Not only does the mind refine its concepts and arrive at more abstract formulations; the mind also introduces wholly new concepts in order to attempt to understand new or hitherto unknown phenomena. In this context, what this means is that we are always introducing new “folk” concepts as our experience expands and diversifies, so that there is not a one-time transition from unscientific folk concepts to scientific concepts, but a continual and ongoing evolution of scientific thought in which folk concepts are introduced, their want of rigor is felt, and more refined and scientific concepts are eventually introduced to address the problem of the folk concepts. But this process can result in the formulation of entirely new sciences, and we must then in turn hazard new “folk” concepts in the attempt to get a handle on this new discipline, however inadequate our first attempts may be to understand some unfamiliar body of knowledge.

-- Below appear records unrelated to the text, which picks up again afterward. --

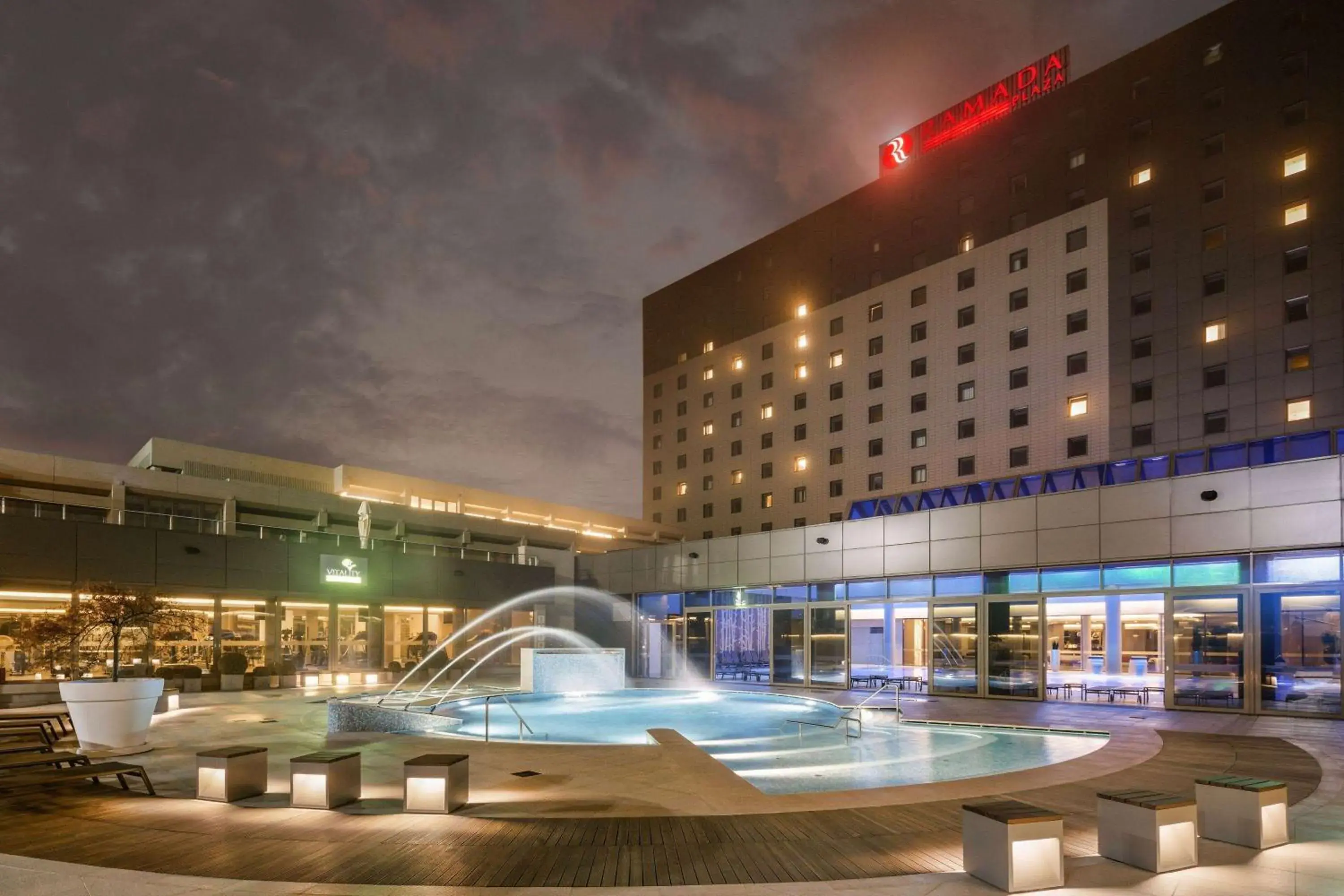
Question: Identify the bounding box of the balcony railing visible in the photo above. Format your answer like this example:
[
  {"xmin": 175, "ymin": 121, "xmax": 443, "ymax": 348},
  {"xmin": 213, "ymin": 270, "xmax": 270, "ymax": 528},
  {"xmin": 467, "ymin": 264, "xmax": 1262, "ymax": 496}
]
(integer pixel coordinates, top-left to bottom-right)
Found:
[
  {"xmin": 847, "ymin": 430, "xmax": 1344, "ymax": 520},
  {"xmin": 0, "ymin": 497, "xmax": 536, "ymax": 565}
]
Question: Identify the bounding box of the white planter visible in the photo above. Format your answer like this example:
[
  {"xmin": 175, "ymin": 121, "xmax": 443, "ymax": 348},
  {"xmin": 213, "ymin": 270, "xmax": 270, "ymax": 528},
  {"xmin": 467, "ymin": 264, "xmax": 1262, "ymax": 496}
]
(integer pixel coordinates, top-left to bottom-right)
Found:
[{"xmin": 60, "ymin": 678, "xmax": 164, "ymax": 752}]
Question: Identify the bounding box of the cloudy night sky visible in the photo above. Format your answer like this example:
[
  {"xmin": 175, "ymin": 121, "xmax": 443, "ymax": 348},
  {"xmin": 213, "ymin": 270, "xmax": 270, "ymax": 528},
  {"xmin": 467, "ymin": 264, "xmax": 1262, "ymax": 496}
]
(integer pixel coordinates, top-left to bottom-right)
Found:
[{"xmin": 0, "ymin": 0, "xmax": 1220, "ymax": 516}]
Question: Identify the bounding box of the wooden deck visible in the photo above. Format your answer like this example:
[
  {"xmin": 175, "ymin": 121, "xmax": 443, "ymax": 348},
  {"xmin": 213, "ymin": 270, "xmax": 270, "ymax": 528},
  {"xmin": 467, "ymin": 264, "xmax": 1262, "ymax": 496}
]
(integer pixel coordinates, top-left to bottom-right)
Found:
[{"xmin": 0, "ymin": 732, "xmax": 1321, "ymax": 887}]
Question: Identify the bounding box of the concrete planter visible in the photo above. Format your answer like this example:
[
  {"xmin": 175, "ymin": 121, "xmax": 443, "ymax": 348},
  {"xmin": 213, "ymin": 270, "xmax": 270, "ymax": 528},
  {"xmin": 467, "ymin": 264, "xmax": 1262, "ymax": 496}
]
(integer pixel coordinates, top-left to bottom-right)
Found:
[{"xmin": 60, "ymin": 678, "xmax": 164, "ymax": 752}]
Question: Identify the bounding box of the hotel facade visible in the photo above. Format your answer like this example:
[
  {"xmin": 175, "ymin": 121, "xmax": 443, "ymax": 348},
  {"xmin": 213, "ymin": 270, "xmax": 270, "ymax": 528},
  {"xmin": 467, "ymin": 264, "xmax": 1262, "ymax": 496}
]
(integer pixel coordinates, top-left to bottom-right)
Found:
[{"xmin": 578, "ymin": 0, "xmax": 1344, "ymax": 716}]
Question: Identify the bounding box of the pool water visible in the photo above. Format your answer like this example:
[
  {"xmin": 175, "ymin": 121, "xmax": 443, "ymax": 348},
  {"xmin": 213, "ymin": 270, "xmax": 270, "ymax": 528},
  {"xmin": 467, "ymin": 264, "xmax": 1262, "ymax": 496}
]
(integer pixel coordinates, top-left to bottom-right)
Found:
[{"xmin": 435, "ymin": 689, "xmax": 1106, "ymax": 794}]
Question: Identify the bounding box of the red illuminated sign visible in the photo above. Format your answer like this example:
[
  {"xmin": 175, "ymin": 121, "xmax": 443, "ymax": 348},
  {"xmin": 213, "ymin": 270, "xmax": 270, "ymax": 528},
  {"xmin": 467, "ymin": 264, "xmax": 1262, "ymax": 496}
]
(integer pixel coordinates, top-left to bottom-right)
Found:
[{"xmin": 878, "ymin": 47, "xmax": 1068, "ymax": 175}]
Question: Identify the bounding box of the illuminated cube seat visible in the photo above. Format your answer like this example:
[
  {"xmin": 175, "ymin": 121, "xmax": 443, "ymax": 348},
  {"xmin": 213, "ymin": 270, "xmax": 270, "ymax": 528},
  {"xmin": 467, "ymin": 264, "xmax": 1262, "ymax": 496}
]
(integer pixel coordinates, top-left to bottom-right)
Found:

For example, before the work of Georg Cantor and Richard Dedekind there was no science of set theory. In formulating set theory, 19th century mathematicians had to introduce a great many novel concepts (set, element, mapping) and mathematical procedures (one-to-one correspondence, diagonalization). These early concepts of set theory are now called “naïve set theory,” which have largely been replaced by (several distinct) axiomatizations of set theory, which have either formalized or eliminated the concepts of naïve set theory, which we might also call “folk” set theory. Nevertheless, many “folk” concepts of set theory persist, and Gödel spent much of his later career attempting to produce better formalizations of the concepts of set theory than those employed in now accepted axiomatizations of set theory.

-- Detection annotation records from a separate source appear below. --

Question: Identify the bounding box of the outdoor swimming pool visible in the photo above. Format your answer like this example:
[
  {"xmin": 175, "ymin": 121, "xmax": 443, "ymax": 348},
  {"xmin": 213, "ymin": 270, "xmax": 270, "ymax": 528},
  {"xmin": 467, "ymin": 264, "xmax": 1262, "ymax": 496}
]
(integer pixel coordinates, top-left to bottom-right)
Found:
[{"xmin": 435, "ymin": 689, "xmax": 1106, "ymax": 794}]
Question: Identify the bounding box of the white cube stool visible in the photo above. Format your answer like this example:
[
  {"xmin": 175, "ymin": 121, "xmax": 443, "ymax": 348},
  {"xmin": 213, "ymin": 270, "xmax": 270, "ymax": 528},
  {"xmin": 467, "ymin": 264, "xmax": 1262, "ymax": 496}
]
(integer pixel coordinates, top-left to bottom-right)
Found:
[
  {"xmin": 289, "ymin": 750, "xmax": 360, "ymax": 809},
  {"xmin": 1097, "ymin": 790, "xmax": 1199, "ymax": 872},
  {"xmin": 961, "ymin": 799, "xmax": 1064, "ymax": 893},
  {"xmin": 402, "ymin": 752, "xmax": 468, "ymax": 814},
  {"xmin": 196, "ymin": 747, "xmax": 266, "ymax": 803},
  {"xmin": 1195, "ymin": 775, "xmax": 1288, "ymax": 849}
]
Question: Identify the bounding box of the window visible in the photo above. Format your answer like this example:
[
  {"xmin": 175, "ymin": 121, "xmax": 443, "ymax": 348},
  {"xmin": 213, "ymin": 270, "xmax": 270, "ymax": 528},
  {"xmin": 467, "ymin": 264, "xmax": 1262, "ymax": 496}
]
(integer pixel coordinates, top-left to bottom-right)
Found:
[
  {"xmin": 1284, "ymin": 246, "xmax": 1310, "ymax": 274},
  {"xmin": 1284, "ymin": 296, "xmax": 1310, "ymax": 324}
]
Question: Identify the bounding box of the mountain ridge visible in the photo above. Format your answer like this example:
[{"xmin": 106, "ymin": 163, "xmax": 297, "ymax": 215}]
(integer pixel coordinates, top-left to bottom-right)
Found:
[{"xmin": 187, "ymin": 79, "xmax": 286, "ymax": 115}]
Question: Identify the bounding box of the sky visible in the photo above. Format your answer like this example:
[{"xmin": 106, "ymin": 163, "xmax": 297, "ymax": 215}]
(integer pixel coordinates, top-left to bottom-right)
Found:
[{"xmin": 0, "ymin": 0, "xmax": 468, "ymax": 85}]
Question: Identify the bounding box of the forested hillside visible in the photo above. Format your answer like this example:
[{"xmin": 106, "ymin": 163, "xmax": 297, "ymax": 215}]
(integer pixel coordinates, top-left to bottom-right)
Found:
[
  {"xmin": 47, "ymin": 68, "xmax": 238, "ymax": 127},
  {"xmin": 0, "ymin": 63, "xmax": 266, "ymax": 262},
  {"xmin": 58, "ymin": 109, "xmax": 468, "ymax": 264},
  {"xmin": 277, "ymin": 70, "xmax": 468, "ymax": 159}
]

As civilization has changed, and indeed as civilization emerged, we have had occasion to introduce new terms and concepts in order to describe and explain newly emergent forms of life. The domestication of plants and animals necessitated the introduction of concepts of plant and animal husbandry. The industrial revolution and the macroeconomic forces it loosed upon the world necessitated the introduction of terms and concepts of industry and economics. In each case, non-scientific folk concepts preceded the introduction of scientific concepts explained within a comprehensive theoretical framework. In many cases, our theoretical framework is not yet fully formulated and we are still in a stage of conceptual development that involves the overlapping of folk and scientific concepts.

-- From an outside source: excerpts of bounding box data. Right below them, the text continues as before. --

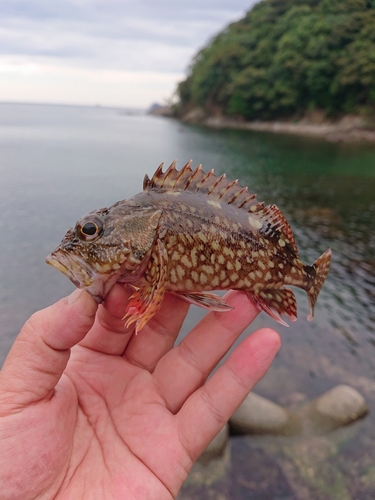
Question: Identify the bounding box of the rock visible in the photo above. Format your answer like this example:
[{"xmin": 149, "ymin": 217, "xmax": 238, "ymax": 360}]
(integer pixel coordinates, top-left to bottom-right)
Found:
[
  {"xmin": 230, "ymin": 392, "xmax": 300, "ymax": 435},
  {"xmin": 300, "ymin": 385, "xmax": 368, "ymax": 433}
]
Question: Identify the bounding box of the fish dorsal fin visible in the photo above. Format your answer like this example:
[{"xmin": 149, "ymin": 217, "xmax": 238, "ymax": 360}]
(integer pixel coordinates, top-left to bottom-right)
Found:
[
  {"xmin": 143, "ymin": 160, "xmax": 264, "ymax": 213},
  {"xmin": 143, "ymin": 160, "xmax": 299, "ymax": 252},
  {"xmin": 258, "ymin": 205, "xmax": 299, "ymax": 257}
]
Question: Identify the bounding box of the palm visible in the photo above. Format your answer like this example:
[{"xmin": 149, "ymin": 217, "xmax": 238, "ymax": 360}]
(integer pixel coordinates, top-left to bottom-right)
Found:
[{"xmin": 0, "ymin": 287, "xmax": 278, "ymax": 500}]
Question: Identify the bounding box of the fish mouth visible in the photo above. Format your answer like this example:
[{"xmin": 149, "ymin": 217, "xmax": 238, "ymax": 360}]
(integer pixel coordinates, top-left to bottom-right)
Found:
[{"xmin": 46, "ymin": 249, "xmax": 108, "ymax": 304}]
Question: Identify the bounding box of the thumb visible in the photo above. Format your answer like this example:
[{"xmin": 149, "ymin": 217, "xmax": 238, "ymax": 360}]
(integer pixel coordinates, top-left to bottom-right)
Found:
[{"xmin": 0, "ymin": 290, "xmax": 97, "ymax": 412}]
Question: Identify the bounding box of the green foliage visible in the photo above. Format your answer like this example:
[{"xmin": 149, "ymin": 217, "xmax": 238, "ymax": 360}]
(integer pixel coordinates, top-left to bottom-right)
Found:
[{"xmin": 178, "ymin": 0, "xmax": 375, "ymax": 119}]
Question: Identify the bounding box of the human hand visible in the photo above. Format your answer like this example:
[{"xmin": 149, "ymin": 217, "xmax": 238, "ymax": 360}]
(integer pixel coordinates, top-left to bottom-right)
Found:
[{"xmin": 0, "ymin": 285, "xmax": 279, "ymax": 500}]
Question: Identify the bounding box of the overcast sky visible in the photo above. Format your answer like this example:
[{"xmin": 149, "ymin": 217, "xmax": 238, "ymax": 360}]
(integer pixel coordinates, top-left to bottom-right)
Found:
[{"xmin": 0, "ymin": 0, "xmax": 255, "ymax": 108}]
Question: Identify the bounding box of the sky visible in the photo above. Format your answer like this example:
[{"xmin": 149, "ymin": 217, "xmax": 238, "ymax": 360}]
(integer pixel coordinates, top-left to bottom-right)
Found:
[{"xmin": 0, "ymin": 0, "xmax": 256, "ymax": 108}]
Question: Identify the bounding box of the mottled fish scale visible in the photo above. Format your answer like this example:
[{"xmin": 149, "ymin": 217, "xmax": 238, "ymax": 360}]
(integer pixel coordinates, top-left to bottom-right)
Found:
[{"xmin": 48, "ymin": 161, "xmax": 331, "ymax": 330}]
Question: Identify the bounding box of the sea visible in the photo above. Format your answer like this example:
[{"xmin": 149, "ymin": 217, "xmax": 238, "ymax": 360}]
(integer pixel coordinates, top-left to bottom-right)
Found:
[{"xmin": 0, "ymin": 103, "xmax": 375, "ymax": 500}]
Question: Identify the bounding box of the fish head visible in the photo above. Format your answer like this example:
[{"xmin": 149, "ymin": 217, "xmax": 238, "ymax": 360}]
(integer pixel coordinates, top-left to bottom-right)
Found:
[{"xmin": 46, "ymin": 208, "xmax": 160, "ymax": 304}]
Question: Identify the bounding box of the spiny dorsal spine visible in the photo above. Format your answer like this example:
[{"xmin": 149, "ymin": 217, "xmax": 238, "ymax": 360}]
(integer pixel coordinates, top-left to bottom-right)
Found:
[{"xmin": 143, "ymin": 160, "xmax": 298, "ymax": 247}]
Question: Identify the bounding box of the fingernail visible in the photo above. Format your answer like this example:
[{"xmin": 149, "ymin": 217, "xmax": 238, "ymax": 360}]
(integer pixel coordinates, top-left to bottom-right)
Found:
[{"xmin": 66, "ymin": 288, "xmax": 81, "ymax": 304}]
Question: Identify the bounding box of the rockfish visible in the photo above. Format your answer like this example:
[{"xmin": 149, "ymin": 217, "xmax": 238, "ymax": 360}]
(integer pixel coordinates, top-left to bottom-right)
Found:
[{"xmin": 47, "ymin": 161, "xmax": 331, "ymax": 331}]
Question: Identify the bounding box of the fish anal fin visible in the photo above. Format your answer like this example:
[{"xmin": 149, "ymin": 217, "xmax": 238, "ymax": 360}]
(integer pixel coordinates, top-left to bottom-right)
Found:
[
  {"xmin": 306, "ymin": 248, "xmax": 332, "ymax": 321},
  {"xmin": 248, "ymin": 288, "xmax": 297, "ymax": 326},
  {"xmin": 172, "ymin": 292, "xmax": 233, "ymax": 312}
]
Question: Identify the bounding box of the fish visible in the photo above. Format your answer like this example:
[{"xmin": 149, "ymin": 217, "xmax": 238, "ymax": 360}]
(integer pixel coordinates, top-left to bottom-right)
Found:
[{"xmin": 46, "ymin": 160, "xmax": 331, "ymax": 332}]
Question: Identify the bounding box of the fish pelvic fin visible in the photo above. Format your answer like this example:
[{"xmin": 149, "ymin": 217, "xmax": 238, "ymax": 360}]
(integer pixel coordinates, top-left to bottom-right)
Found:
[
  {"xmin": 248, "ymin": 288, "xmax": 297, "ymax": 326},
  {"xmin": 173, "ymin": 292, "xmax": 233, "ymax": 312},
  {"xmin": 306, "ymin": 248, "xmax": 332, "ymax": 321},
  {"xmin": 122, "ymin": 240, "xmax": 168, "ymax": 333}
]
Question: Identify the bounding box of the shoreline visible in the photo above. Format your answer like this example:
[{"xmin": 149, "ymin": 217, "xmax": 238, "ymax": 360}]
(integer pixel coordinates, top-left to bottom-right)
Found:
[{"xmin": 180, "ymin": 109, "xmax": 375, "ymax": 142}]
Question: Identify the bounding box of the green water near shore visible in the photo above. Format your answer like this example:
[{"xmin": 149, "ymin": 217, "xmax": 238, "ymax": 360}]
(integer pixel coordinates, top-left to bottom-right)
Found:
[{"xmin": 0, "ymin": 104, "xmax": 375, "ymax": 500}]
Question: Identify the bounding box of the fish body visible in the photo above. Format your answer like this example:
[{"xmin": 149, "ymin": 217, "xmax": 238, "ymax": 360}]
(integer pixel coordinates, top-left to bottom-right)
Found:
[{"xmin": 47, "ymin": 162, "xmax": 331, "ymax": 330}]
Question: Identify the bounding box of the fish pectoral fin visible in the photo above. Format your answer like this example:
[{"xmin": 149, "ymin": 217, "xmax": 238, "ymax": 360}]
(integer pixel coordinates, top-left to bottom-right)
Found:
[
  {"xmin": 248, "ymin": 288, "xmax": 297, "ymax": 326},
  {"xmin": 123, "ymin": 240, "xmax": 168, "ymax": 333},
  {"xmin": 173, "ymin": 292, "xmax": 233, "ymax": 312}
]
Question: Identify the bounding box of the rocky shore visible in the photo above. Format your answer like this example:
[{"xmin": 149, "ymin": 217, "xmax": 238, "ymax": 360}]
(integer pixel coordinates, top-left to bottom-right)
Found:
[{"xmin": 181, "ymin": 108, "xmax": 375, "ymax": 142}]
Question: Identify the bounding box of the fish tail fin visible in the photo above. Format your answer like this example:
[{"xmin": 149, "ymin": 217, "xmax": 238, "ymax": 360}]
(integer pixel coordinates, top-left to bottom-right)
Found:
[{"xmin": 306, "ymin": 248, "xmax": 332, "ymax": 321}]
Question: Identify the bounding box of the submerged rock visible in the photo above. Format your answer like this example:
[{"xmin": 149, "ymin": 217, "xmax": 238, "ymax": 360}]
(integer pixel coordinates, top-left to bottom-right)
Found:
[
  {"xmin": 299, "ymin": 385, "xmax": 369, "ymax": 434},
  {"xmin": 230, "ymin": 392, "xmax": 300, "ymax": 435}
]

Given the idea of folk concepts and their replacement by scientific concepts, a mature science could be defined as a science in which all folk concepts have been either formalized, transcended, or eliminated. The infinitistic nature of science mystery (which is discussed in Scientific Curiosity and Existential Need), however, suggests that there will always be sciences in an early and therefore immature stage of development. Our knowledge of the scientific method and the development of science means that we can anticipate scientific developments and understand when our intuitions are inadequate and therefore, in a sense, folk concepts. We have an advantage over the unscientific past that knew nothing of the coming scientific revolution and how it would transform knowledge. But we cannot entirely eliminate folk concepts from the early stages of scientific development, and in so far as our scientific civilization results in continuous scientific development, we will always have sciences in the early stages of development.

Scientific progress, then, does not eliminate folk concepts, but generates new and ever more folk concepts even as it eliminates old and outdated folk concepts.